完全にシーズンオフのクレタ島、おそらく私たち2人がSisi村最後の行楽客。私たちが到着する前日までは22度あって、お客さんはプールで泳いでいたのよ~と宿の女将さんは行っていましたが、私たちの滞在中は気温は15度くらい、風がピューピュー吹いて海も荒れていました。
それでも、オリーブ畑の中の道を歩いて遺跡を見に行ったり、唯一あいていた地元のレストランでよくしてもらい、家庭料理のようなおいしいギリシャ料理を食べさせてもらったり、1日はローカルバスに乗って島の首都のヘラクリオンへ行き、有名なクノッソス遺跡を見に行ったり。まあまあ楽しく過ごしてきました。
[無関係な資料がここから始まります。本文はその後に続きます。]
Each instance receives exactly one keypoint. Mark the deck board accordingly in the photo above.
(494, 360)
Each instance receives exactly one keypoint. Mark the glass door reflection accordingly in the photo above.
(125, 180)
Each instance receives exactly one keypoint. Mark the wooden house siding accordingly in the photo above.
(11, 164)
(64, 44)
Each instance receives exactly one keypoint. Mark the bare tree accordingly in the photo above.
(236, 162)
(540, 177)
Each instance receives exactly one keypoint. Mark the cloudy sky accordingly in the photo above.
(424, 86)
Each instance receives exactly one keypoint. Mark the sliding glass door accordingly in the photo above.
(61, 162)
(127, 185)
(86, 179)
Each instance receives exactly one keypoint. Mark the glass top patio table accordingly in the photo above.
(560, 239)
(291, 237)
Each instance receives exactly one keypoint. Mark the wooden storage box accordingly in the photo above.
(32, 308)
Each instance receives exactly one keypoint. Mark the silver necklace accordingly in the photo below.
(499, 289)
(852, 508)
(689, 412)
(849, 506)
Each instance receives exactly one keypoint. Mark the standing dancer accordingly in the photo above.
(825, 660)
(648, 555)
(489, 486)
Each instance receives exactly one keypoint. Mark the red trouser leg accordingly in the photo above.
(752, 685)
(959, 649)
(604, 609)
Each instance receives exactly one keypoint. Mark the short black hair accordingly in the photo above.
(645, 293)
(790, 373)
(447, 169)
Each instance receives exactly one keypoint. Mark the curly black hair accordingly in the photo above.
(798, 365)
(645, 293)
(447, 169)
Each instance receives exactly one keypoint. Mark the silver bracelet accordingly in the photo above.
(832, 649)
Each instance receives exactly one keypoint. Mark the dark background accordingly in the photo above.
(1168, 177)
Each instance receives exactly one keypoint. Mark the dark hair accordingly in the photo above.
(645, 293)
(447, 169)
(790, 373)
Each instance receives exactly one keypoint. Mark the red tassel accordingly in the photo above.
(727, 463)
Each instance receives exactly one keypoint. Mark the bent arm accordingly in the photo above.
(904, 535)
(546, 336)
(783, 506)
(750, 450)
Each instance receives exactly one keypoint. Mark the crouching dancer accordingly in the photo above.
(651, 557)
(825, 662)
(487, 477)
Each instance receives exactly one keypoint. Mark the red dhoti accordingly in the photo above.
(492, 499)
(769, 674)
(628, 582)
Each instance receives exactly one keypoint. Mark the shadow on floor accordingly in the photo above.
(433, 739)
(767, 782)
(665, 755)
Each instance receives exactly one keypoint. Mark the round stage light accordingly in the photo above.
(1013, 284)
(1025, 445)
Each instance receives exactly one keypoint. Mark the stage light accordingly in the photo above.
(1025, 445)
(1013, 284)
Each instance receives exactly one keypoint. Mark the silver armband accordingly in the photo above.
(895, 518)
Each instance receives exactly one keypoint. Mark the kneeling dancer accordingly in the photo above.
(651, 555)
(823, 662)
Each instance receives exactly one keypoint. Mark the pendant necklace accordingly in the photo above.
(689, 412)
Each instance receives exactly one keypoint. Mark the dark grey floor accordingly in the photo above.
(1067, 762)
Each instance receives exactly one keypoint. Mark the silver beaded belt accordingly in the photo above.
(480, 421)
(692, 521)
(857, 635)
そして帰国前日、ギリシャのジェネラル・ストライキのためギリシャ発着のフライトが全キャンセルになることが発覚。
その日中にギリシャをでないと完全に足止めになってしまうことが分かり、大慌てで荷物をまとめて宿をチェックアウト、空港へ駆けつけ、なんとかアテネ行きの便に乗り込みました。
冒頭写真は、慌てている中でも冷蔵庫に残っていたワインを最後に飲み干そうとしているところ(笑)。皮肉にもそれまで曇り空だったのに、私たちが島を出ようとしたら急に青空に変わったのでした・・・。

アテネでは空港内を奔走、スタンバイしてローマ行きの最終便をゲットし、ギリギリセーフでストが始まるまえにギリシャを脱出。翌朝たまっていたマイレッジを駆使して、ロンドン経由でなんとかダブリンへ帰り着きました。
(そうでなかったらアテネで2日間足止め、週末のいい波を逃すところでした・笑)

・・・というわけで、思わぬハプニングに見舞われたシーズン・オフのクレタ島旅行でしたが、ダブリンに着くやいなや荷物を詰め替えて一気にスライゴ(Co. Sligo)までドライブ。
ローマで朝食を食べ、スライゴで夕食を食べた不思議な1日でした(笑)。